Dina Ercilia Boluarte Zegarra ( (); born 31 May 1962) is a Peruvian politician, civil servant, and lawyer currently serving as the President of Peru since 7 December 2022. She had served as the first vice president and minister at the Ministry of Development and Social Inclusion under President Pedro Castillo. Before then, she served as an officer at the National Registry of Identification and Civil Status (RENIEC) from 2007 until 2022. With Boluarte assuming the presidency as the sole vice president, President of Congress José Williams is next in the line of succession.

Boluarte is the first woman to become President of Peru. She was sworn in following President Pedro Castillo's attempt to dissolve Congress, citing the legislature's obstruction of his government, which resulted in his impeachment, ousting, and arrest. Her presidency comes during a period of political turmoil in Peru that began in 2017, as she is the sixth president in five years. She would quickly receive support from right-wing groups and the media organizations in Peru. Boluarte created a coalition with the majority right-wing Congress of Peru, which had lost but not conceded the 2021 Peruvian general election, and the Peruvian Armed Forces, raising concerns about a civilian-military government forming. During her first months as president, protests against her government emerged across Peru, during which authorities perpetrated the Ayacucho massacre and Juliaca massacre. Her government's violent reaction to protests resulted with Freedom House moving Peru from "Free" to "Partly free" in the 2023 Freedom in the World.

Attorney General of Peru Patricia Benavides announced investigations on 10 January 2023 to determine if Boluarte, Prime Minister Alberto Otárola, Minister of the Interior Víctor Rojas, and Minister of Defense Jorge Chávez committed genocide and aggravated homicide. Groups in Congress opposed to Boluarte opened an impeachment motion against her on 25 January 2023, citing moral incapacity.
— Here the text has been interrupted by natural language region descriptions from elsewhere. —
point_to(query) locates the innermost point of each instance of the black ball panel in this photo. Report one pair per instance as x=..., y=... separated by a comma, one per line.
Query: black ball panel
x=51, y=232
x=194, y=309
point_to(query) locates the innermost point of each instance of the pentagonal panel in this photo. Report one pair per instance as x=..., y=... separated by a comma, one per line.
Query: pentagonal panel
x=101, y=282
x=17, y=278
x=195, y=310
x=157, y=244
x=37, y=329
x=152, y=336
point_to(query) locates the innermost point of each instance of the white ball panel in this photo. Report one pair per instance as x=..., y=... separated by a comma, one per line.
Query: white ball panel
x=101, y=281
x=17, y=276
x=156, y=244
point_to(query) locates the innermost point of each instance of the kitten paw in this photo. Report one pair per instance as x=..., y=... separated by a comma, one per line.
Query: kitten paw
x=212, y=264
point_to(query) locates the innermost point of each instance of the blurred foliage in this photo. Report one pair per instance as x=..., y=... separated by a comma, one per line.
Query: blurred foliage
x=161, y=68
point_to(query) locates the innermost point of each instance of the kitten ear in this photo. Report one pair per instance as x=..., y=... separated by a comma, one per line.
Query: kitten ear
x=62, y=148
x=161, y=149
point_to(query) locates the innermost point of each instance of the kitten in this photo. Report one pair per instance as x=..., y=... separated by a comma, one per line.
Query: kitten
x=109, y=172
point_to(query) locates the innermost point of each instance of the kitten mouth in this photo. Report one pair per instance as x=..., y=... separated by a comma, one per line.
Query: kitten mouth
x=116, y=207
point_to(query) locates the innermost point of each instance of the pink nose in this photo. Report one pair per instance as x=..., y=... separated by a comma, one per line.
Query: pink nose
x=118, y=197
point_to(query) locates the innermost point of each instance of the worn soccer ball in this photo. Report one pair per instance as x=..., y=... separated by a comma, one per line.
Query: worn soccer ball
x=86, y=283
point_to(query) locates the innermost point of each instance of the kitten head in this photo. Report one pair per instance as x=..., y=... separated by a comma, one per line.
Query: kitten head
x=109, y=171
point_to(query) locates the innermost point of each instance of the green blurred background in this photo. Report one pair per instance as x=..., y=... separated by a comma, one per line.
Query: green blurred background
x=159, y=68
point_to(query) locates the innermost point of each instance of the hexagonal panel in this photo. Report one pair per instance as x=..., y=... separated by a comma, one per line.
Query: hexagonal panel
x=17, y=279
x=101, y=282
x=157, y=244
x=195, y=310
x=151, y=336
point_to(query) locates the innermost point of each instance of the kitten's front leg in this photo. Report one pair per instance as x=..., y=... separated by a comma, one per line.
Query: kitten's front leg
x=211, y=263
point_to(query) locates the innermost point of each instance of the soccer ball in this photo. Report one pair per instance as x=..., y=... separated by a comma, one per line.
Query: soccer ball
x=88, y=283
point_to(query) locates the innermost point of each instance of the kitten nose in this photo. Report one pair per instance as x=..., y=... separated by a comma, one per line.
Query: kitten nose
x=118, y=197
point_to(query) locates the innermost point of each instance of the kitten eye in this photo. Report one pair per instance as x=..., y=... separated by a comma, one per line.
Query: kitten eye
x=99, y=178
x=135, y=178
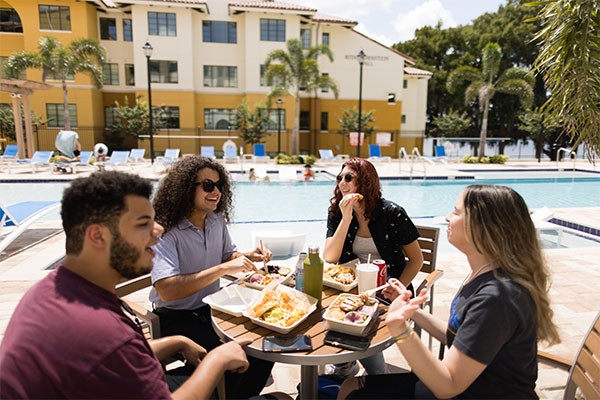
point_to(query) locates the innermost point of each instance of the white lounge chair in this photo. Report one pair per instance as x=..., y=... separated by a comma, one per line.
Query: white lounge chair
x=22, y=215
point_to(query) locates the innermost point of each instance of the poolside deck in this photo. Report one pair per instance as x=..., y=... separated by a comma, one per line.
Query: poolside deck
x=575, y=272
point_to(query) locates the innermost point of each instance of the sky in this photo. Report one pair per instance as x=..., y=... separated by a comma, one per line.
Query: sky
x=392, y=21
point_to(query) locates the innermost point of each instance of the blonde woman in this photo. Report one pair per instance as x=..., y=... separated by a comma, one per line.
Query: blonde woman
x=500, y=312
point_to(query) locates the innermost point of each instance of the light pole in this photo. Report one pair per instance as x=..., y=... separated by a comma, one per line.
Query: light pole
x=279, y=103
x=148, y=53
x=361, y=59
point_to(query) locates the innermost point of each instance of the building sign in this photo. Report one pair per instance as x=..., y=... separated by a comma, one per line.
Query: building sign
x=354, y=138
x=383, y=138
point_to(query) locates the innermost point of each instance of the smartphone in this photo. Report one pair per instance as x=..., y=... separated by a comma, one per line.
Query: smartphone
x=287, y=343
x=346, y=341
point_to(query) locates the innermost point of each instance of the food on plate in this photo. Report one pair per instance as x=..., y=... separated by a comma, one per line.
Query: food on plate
x=350, y=308
x=280, y=308
x=343, y=275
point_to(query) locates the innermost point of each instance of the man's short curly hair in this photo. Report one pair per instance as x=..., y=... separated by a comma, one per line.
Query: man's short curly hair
x=98, y=199
x=174, y=200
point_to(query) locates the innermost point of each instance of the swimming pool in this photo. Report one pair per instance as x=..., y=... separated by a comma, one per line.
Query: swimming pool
x=266, y=202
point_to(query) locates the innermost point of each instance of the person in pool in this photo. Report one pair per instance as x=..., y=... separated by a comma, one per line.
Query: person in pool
x=361, y=223
x=499, y=313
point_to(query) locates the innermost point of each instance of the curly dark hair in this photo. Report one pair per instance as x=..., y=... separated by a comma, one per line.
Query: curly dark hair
x=174, y=200
x=97, y=199
x=367, y=183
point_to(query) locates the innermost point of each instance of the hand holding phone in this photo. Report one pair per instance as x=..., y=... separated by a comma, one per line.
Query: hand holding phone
x=287, y=343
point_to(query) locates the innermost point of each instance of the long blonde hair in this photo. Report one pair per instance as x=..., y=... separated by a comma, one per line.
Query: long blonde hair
x=498, y=222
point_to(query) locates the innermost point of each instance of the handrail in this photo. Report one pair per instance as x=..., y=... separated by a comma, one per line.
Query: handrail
x=569, y=152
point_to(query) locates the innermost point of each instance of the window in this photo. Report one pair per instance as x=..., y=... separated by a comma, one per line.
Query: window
x=169, y=116
x=219, y=32
x=219, y=76
x=55, y=18
x=276, y=116
x=324, y=121
x=127, y=30
x=163, y=71
x=218, y=118
x=53, y=76
x=325, y=90
x=304, y=120
x=109, y=116
x=10, y=20
x=305, y=38
x=110, y=74
x=108, y=29
x=162, y=24
x=272, y=30
x=56, y=116
x=129, y=75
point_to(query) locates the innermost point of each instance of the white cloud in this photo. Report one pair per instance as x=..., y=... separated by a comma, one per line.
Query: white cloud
x=428, y=13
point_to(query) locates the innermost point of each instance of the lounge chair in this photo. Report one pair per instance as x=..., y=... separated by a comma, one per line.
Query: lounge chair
x=375, y=154
x=39, y=159
x=84, y=156
x=207, y=151
x=280, y=243
x=22, y=215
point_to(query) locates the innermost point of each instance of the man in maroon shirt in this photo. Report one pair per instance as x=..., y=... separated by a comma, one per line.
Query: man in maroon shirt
x=69, y=337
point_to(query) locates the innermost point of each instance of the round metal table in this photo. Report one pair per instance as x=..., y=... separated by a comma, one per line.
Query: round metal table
x=229, y=327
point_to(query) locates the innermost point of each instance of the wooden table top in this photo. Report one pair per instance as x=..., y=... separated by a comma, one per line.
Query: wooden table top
x=229, y=327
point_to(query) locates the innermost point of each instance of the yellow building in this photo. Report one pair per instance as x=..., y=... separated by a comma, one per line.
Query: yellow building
x=208, y=56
Some Latin American governments, including Argentina, Bolivia, Colombia, Honduras, Mexico and Venezuela have continued to recognize that Pedro Castillo is the democratically elected President of Peru following the events in December 2022 and refused to recognize Boluarte.

Early life and education   
Boluarte was born in Chalhuanca, Apurímac, on 31 May 1962. She graduated as a lawyer from the University of San Martín de Porres and did postgraduate studies at that university.

Early career 
Boluarte is president of the Apurímac Club in Lima. She has worked at National Registry of Identification and Civil Status as an attorney and officer since 2007.

She ran unsuccessfully for mayor of Lima's Surquillo district in 2018, representing the Free Peru party. She also participated in the extraordinary parliamentary elections in 2020 for Free Peru, though she did not obtain a congressional seat.

Vice presidency (2021–2022)

Election 

In the 2021 presidential election she was part of the presidential ticket of Pedro Castillo, which was victorious in the run-off.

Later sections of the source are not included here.